1.  **Examine the Pipeline Scripts:**
    *   `bricks/bin/render.sh`: Renders LDraw files into images (a prerequisite for data generation).
    *   `bricks/bin/describe.py`: The heart of synthetic data generation – uses a multimodal LLM to create descriptions and queries from rendered images.
    *   `bricks/bin/examples.py`: Prepares the generated data into Vertex AI's instruction tuning (`.jsonl`) format.
    *   `bricks/bin/train.py`: Orchestrates the fine-tuning of Gemini 1.5 Pro on Vertex AI.
    *   `bricks/bin/query.py`: Demonstrates how to interact with a *fine-tuned* Gemini model endpoint for MPD generation.
2.  **Review the Generated Data:** Inspect the format of the synthetic descriptions and the instruction-tuned examples to understand the training data structure.
3.  **Explore the Presentation:** Dive into the accompanying Slidev presentation (see "Detailed Documentation" below) for a high-level overview and visual explanations.

### Technical Highlights

*   **Multi-stage AI Pipeline:** A robust, automated pipeline encompassing data rendering, synthetic data generation, data preparation, model fine-tuning, and inference.
*   **Multimodal Data Generation:** Ingenious use of `gpt-4o` to synthesize diverse training data (text descriptions + queries) directly from visual inputs (PNG renders of brick models).
*   **Structured Output with Pydantic:** Ensures reliable, parseable output from LLMs during data generation, crucial for downstream processing and data quality.
*   **Vertex AI Supervised Fine-Tuning:** Direct application of Vertex AI's SFT service with `gemini-1.5-pro-002`, showcasing best practices for custom LLM adaptation for specific tasks.
*   **Instruction Tuning Format:** Adherence to standard instruction tuning formats (`{"systemInstruction": ..., "contents": [...]}`) for efficient and effective model training on Vertex AI.
*   **Practical LLM Considerations:** Includes logic for managing token limits and exposing key hyperparameters (e.g., `EPOCHS`, `LEARNING_RATE_MULTIPLIER`) for fine-tuning optimization and experimentation.
*   **Versioned, Code-Centric Presentation:** Utilizes [Slidev](https://sli.dev/) (Markdown-based, Vue 3) for an interactive, maintainable, and deployable presentation, treating documentation as a first-class citizen.
*   **Clear Licensing:** Demonstrates how to properly license project files (Apache 2.0) for sharing and collaboration in a professional development environment.

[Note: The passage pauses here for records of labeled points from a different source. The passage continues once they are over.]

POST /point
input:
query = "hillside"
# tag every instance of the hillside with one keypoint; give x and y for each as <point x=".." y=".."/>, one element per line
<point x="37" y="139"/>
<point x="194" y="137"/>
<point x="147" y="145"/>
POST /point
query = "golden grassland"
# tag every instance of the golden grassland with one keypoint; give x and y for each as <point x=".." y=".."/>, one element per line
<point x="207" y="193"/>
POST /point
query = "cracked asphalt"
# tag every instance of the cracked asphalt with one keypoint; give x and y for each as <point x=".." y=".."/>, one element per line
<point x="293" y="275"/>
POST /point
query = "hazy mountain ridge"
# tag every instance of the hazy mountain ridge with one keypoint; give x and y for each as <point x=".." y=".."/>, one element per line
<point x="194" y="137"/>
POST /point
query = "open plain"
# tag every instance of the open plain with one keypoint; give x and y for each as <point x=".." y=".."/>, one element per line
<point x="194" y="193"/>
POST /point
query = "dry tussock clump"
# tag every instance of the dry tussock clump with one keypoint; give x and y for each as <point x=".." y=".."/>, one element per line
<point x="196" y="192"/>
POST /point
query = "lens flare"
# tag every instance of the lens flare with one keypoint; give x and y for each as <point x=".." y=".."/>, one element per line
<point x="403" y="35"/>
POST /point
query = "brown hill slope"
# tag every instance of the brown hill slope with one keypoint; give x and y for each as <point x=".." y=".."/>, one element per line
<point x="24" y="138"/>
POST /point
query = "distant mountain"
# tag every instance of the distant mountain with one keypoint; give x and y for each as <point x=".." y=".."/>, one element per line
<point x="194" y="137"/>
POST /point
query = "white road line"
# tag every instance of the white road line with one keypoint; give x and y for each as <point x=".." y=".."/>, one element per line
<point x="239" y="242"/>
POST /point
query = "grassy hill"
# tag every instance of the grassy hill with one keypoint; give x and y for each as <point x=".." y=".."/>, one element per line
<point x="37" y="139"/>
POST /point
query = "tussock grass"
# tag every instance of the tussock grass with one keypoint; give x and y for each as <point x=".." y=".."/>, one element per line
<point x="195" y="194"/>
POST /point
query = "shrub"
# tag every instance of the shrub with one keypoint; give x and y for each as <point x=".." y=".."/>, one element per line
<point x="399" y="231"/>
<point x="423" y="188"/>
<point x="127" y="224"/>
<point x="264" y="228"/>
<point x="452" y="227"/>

### Links to Detailed Documentation

*   **Comprehensive Development Notes (`NOTES.md`):** For an in-depth look at the project's evolution, core problem statements, architectural decisions, and challenges faced during development, refer to the detailed [NOTES.md](NOTES.md) file.
*   **Accompanying Workshop Presentation (`slides.md`):** Explore the interactive presentation built with Slidev, which visually explains the project's architecture, methodology, and results. You can find the source in `bricks/slides/slides.md`.